Il faut des critères précis sur des types d’universités « normalisées ». Là réside peut-être la principale difficulté pour classer les universités françaises, tellement leur hétérogénéité se laisse mal décrire dans les catégories internationales. Comment situer, l’une par rapport à l’autre, une université pluridisciplinaire et une faculté déguisée en université, une université possédant de nombreux départements d’IUT et une autre qui en est dépourvue ? Sans doute les regroupements à venir vont-ils normaliser le paysage. Mais il ne faudra pas confondre une vague fédération d’établissements autonomes avec une véritable université ayant une unité de gouvernance. Tant que les universités françaises ne seront pas « normalisées », il sera bien difficile de les classer suivant la méthode Carnegie.
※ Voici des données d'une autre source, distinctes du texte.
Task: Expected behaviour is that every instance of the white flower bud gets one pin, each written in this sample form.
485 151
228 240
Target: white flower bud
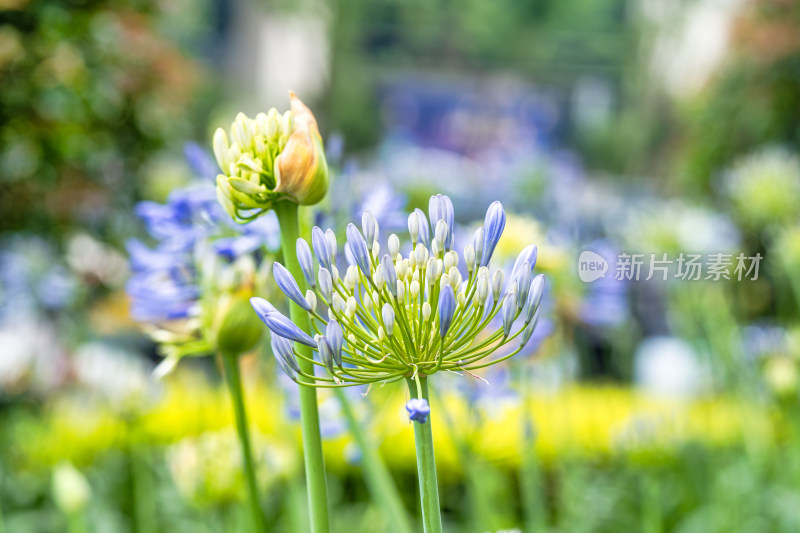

Mieux vaudrait alors adopter des catégories qui collent à la réalité, même si celles-ci se prêtent moins bien à une hiérarchisation forcée.

La préoccupation du rapport Goulard est de faire apparaître ce que l’on cache d’habitude, savoir la grande diversité des universités françaises, et d’essayer à partir de là de dessiner un paysage futur contrasté. Mais il faut être extrêmement prudent dans l’établissement d’une classification. En effet, les tiers l’interprètent souvent comme un indicateur de ce qui est jugé important et significatif. Elle induit une hiérarchie sociale implicite. Les établissements tirent d’ailleurs eux-mêmes profit des classifications dans une stratégie « commerciale » de « construction de marque ».

On peut réfléchir à l’évolution des universités françaises vers plus de diversité de situations, vers des vocations différenciées,… Mais il est urgent d’attendre avant de figer une classification.


 

[1] L’enseignement supérieur en France - Etat de lieux et propositions. (Mai 2007).
[2] Ces données proviennent des rapports de la NSF.
[3] Les regroupements Paris 2 3 6 9 ou Paris 1 5 7 sont sans doute des évolutions intéressantes à suivre, mais on est loin d’une fusion des universités. Parler d’une thèse de Paris 2 3 6 9 n’a pas beaucoup de sens.
[4] La catégorie « université moyenne » est peu pertinente pour une « grande université de SHS » comme, par exemple, Paris 10-Nanterre.
[5] Ainsi il paraît un peu artificiel de regrouper Paris 12 avec Marne la Vallée et l’ENPC, même si l’idée de ce rapprochement doit être encouragée.
[6] En réalité cette catégorie qui existait dans la classification Carnegie initiale de 1973, a disparu depuis lors au profit de la catégorie « Universités délivrant le master » (Master’s colleges and universities).